How Youth Development Leads To College Softball Success

The Women’s College World Series reached new heights this year with record-setting television numbers and with the University of Oklahoma’s record-breaking performance. The questions a lot of people ask around the second week of June surround the development of their favorite players and how they thrive at elite levels and in high-pressure situations. The answers lie in the training and development of these players from a young age.
When looking at the differences between a Division 1 softball program and an elite travel ball program, the gaps are beginning to close. Facilities providing full weight rooms, training spaces and elite-level coaching are beginning to show up throughout the United States within numerous amateur travel organizations. Multiple facilities offer the same level of training that college athletes are given, along with performance tests and competitions in the weight room, which ultimately prepare them for college.
Another aspect of elite amateur travel ball organizations that is key to player development is the commitment from coaches.

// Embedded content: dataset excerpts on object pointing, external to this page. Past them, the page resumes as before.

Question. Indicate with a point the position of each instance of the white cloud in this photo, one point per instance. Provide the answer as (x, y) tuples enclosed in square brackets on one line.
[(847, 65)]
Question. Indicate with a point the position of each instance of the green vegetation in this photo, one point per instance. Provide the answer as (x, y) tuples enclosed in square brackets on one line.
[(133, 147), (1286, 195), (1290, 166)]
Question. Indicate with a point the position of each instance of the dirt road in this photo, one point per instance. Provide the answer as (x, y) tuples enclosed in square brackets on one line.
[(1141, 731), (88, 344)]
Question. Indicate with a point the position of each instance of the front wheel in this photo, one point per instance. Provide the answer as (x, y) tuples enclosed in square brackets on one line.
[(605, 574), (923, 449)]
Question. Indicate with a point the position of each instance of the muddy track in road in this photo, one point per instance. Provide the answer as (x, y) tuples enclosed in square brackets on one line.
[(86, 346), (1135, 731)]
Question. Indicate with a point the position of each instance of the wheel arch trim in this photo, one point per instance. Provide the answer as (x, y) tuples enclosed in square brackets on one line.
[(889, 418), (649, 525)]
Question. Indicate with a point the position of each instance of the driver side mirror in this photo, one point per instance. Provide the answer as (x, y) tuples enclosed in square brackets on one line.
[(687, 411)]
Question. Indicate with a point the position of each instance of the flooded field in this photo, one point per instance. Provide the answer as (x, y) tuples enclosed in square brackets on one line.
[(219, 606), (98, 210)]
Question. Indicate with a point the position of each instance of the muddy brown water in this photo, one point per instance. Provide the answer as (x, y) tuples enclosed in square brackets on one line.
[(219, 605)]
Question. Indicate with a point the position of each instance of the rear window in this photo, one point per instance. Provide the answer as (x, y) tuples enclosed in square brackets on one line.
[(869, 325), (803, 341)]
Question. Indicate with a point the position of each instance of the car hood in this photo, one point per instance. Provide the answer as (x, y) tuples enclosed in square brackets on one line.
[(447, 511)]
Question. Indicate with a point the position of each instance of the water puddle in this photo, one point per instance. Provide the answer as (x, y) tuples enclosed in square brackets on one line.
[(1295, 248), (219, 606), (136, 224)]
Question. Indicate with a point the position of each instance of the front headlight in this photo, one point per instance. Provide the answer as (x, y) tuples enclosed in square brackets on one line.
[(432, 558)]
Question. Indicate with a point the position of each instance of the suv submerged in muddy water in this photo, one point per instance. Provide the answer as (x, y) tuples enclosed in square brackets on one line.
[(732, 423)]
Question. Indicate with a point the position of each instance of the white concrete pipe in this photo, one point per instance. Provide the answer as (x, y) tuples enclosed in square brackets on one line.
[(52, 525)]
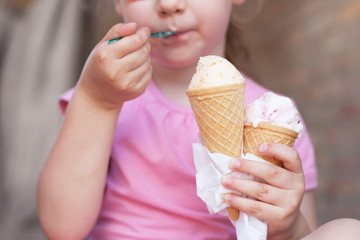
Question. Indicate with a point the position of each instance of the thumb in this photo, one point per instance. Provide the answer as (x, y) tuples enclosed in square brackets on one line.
[(120, 30)]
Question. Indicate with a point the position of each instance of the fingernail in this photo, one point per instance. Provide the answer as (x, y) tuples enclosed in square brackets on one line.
[(227, 180), (235, 164), (228, 198), (263, 147)]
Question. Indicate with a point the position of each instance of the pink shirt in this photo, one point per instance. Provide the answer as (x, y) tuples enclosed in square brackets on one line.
[(150, 189)]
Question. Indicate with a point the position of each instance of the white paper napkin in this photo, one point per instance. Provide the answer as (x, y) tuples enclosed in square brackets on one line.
[(210, 167)]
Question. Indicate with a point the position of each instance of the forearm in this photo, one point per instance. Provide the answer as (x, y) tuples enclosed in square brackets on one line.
[(71, 185)]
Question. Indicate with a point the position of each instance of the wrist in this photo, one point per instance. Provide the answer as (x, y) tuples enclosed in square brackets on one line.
[(92, 97)]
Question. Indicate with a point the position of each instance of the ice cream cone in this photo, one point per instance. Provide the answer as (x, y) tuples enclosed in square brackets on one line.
[(219, 113), (267, 133)]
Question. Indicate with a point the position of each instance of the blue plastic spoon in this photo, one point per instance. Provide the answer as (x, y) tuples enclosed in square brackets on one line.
[(153, 35)]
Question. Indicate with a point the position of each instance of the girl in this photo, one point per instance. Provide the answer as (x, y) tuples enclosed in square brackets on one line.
[(122, 165)]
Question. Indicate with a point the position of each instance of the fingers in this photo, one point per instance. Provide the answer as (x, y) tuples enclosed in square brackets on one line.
[(134, 41), (288, 155), (273, 175), (120, 30), (258, 209), (254, 189)]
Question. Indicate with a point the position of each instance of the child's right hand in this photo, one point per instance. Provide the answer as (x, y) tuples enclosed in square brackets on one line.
[(119, 71)]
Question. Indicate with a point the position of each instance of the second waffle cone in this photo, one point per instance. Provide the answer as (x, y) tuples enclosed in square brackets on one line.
[(267, 133)]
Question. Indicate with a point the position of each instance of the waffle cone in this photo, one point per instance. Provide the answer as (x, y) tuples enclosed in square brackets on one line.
[(267, 133), (219, 113)]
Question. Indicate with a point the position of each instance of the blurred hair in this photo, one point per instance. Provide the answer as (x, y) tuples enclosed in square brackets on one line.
[(236, 50)]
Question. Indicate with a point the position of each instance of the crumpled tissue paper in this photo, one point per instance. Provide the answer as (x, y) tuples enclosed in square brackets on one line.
[(210, 167)]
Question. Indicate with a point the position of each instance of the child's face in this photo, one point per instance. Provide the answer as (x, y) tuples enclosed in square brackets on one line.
[(201, 26)]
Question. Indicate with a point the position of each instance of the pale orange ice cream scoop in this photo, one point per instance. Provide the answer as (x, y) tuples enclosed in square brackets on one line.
[(216, 95)]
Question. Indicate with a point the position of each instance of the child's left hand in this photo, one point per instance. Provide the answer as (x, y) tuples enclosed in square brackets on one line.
[(276, 200)]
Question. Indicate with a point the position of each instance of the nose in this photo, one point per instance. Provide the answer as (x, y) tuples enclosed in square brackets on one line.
[(169, 7)]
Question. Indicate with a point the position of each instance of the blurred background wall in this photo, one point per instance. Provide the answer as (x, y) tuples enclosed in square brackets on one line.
[(308, 50)]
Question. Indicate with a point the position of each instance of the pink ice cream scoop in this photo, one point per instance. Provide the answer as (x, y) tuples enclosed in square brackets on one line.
[(274, 109)]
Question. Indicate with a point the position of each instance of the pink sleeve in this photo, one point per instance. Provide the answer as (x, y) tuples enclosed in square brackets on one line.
[(65, 99), (305, 149)]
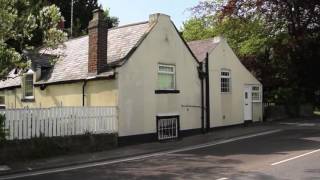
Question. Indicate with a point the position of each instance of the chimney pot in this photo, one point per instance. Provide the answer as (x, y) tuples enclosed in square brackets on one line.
[(98, 43)]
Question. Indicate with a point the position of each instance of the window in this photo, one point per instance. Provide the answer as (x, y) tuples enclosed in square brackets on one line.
[(166, 77), (167, 127), (225, 81), (256, 94), (28, 86)]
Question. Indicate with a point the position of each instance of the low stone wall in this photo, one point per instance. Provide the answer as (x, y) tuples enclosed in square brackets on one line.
[(42, 147)]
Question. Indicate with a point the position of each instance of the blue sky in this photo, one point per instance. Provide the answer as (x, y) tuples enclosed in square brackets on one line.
[(130, 11)]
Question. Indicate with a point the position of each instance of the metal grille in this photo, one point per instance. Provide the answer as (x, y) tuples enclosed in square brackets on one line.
[(167, 128)]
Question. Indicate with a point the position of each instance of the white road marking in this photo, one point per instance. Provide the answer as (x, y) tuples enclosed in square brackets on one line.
[(222, 178), (95, 164), (296, 157)]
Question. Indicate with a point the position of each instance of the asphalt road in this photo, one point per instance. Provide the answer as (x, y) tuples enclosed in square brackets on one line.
[(290, 154)]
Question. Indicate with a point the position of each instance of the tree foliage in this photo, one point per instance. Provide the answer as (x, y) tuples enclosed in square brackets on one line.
[(21, 26), (82, 14), (277, 39)]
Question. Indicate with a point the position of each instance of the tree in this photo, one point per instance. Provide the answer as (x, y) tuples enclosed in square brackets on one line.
[(82, 14), (20, 21), (281, 36)]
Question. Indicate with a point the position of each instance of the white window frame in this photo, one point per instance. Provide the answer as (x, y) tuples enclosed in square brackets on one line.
[(29, 73), (259, 91), (166, 72), (225, 77), (3, 105)]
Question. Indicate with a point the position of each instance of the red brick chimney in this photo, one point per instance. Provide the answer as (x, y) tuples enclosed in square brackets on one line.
[(98, 37)]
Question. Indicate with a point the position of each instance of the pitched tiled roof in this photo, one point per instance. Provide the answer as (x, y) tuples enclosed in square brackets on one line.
[(72, 63), (201, 47)]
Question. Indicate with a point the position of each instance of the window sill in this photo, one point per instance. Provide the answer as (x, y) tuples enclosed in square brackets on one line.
[(28, 99), (167, 91)]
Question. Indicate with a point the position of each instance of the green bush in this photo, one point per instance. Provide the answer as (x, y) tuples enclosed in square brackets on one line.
[(3, 131)]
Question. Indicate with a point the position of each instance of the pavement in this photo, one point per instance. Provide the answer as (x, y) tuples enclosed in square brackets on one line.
[(231, 153)]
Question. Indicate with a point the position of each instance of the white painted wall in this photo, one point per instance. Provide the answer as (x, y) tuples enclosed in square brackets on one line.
[(138, 103), (228, 108)]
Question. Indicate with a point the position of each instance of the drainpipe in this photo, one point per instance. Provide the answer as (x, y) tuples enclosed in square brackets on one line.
[(201, 77), (83, 92), (207, 91)]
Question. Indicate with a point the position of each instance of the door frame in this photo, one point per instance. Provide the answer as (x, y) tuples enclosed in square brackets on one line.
[(247, 89)]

In many cases, elite amateur coaches do not have children on the team and are paid to be there.
One coach who has consistently helped develop high-level softball athletes is Mike Stith of the Orange County Batbusters. At one point in the 2021 Women’s College World Series, there were 17 players competing for a national championship who were Batbuster alumnae.
When asked about his coaching style and preparing his players for the next level, Stith says, “You have to play for a net-giver. When choosing who to play for, you want a coach that is going to give the players everything they have.”
He says keeping this perspective has allowed him to give players his full attention to help them succeed at the next level. As it pertains to the coaching side of the Batbusters operation, he mentions, “it took years to find coaches that were as bought into the development of athletes at the level they are now and to find athletes that were willing to buy into what we (the Batbusters organization) is trying to do.”
The difference between the players who come to college ready to play and those who are left playing catch up in the fall is both physical and mental. Players who are mentally prepared to play and buy into a college program’s philosophy and ideas, along with performing in the weight room on a consistent basis, will ultimately see the field.
Game knowledge comes from experience and time on the field. The more someone is exposed to a situation on the field, the more comfortable they become and the better they react to it in games. This is a key aspect to the difference in playing travel ball and moving to the college level. In order to mentally prepare for the moment a player takes their new home field for the first time in college, or when they start their first collegiate game, they have to get acquainted with the environment, and ultimately, that takes time.
Developing elite-level players is not an easy task in softball. But what ultimately sets those players up for success are the coaches who guide their athletes on and off the field and push them in the weight room. It also takes dedicated athletes who are willing to trust their coaches and the time it takes to make them great. And that begins long before they ever step on the field in college.
Olivia Rains is a Summer 2021 intern for Softball America. She was a member of Oklahoma's 2021 national championship team, and has since transferred to continue her college softball career at Texas Tech. Rains was the 2018 Oklahoma Gatorade Player of the Year.